To map float X -> 8 bit x, unrolled binary search is fast —
see Bentley, Pearls p. 95.
Added: Kd trees
split any point cloud into different-sized boxes, each with ~ Leafsize points —
much better than splitting X Y Z as above.
But afaik you'd have to roll your own Kd tree code
to split only the first say 16M boxes, and keep counts only, not the points.
2) box: count the number of points in each 3d box,
[xj .. xj+1, yj .. yj+1, zj .. zj+1].
The average box will have 2^(30-3*8) points;
the distribution will depend on how clumpy the data is.
If some boxes are too big or get too many points, you could
a) split them into 8,
b) track the centre of the points in each box,
otherwide just take box midpoints.
K-means clustering
on the 2^(3*8) box centres.
(Google parallel "k means" -> 121k hits.)

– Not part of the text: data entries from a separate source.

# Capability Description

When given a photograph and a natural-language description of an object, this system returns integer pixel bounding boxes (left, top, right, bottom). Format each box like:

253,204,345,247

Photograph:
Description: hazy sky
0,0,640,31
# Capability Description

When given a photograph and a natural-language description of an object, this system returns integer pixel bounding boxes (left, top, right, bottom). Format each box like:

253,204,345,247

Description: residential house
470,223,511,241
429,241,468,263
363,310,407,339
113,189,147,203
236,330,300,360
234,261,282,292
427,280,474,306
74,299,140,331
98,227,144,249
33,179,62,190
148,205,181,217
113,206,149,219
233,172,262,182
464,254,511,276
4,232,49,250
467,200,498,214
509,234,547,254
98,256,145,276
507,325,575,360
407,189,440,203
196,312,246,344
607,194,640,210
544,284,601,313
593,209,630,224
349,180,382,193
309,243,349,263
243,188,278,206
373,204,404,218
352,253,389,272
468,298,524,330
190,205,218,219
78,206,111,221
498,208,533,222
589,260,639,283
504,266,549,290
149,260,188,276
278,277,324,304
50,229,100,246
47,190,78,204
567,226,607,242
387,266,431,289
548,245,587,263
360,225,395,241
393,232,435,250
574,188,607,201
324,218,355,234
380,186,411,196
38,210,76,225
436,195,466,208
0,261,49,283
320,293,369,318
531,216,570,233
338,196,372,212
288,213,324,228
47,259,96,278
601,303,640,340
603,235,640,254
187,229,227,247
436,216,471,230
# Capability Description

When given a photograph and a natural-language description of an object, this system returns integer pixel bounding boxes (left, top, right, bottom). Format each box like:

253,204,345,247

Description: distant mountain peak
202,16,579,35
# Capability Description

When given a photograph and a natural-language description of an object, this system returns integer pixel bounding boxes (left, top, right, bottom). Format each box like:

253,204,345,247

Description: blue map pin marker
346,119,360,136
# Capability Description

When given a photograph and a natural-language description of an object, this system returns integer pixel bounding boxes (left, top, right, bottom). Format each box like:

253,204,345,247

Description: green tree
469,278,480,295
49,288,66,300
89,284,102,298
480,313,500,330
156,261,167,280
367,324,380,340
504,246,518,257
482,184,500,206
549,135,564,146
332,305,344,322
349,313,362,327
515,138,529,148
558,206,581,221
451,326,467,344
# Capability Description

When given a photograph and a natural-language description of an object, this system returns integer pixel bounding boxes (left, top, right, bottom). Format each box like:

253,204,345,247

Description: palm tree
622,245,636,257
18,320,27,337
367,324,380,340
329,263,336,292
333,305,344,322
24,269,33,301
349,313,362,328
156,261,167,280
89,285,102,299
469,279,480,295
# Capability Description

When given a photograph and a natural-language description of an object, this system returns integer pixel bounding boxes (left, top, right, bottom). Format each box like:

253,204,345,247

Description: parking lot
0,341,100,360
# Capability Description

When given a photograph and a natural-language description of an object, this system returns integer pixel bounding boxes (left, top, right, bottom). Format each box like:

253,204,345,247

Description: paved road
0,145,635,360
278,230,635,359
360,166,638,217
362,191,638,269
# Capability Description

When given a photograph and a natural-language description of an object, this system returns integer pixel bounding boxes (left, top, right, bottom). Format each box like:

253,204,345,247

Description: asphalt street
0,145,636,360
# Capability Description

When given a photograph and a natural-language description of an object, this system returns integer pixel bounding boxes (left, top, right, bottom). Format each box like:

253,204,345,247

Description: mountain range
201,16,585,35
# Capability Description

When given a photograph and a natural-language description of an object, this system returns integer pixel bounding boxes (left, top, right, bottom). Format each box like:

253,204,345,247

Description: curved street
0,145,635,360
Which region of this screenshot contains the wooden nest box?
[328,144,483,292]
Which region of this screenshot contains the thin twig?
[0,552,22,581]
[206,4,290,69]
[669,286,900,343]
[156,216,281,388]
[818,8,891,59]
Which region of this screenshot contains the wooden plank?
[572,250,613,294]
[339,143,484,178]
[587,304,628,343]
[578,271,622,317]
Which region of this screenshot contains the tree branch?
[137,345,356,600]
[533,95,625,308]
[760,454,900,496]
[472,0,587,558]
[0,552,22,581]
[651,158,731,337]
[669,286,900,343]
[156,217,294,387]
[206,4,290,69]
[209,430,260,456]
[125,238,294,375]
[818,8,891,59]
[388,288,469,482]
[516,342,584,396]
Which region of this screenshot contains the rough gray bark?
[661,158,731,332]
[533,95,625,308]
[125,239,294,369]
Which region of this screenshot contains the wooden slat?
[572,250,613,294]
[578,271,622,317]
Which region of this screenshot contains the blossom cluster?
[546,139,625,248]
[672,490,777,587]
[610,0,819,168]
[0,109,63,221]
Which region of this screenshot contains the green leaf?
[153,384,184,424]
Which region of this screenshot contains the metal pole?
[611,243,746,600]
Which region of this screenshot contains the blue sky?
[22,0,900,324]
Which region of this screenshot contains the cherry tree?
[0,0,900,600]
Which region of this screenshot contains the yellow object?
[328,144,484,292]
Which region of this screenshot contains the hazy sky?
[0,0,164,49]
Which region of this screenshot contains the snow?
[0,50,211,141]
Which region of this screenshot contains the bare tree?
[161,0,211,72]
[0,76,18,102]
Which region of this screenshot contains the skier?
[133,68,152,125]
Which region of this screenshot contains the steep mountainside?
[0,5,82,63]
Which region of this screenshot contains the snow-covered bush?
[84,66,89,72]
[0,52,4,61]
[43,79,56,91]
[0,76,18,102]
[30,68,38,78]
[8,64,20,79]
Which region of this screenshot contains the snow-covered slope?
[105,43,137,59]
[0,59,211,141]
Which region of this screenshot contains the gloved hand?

This depends strongly on K aka Ncluster, also on your radius R.
A rough approach would be to grow a
of the say 27*Ncluster boxes with the most points,
then take the biggest ones subject to your Radius constraint.
(I like to start with a
Minimum spanning tree,
then remove the K-1 longest links to get K clusters.)
See also
Color quantization .
I'd make Nbit, here 8, a parameter from the beginning.
What is your Ncluster ?
Added: if your points are moving in time, see
collision-detection-of-huge-number-of-circles on SO.
I would also suggest to use an octree. The OctoMap framework is very good at dealing with huge 3D point clouds. It does not store all the points directly, but updates the occupancy density of every node (aka 3D box).
After the tree is built, you can use a simple iterator to find the node with the highest density. If you would like to model the point density or distribution inside the nodes, the OctoMap is very easy to adopt.
Here you can see how it was extended to model the point distribution using a planar model.
Just an idea. Create a graph with given points and edges between points when distance < R.
Creation of this kind of graph is similar to spatial decomposition. Your questions can be answered with local search in graph. First are vertices with max degree, second is finding of maximal unconnected set of max degree vertices.
I think creation of graph and search can be made parallel. This approach can have large memory requirement. Splitting domain and working with graphs for smaller volumes can reduce memory need.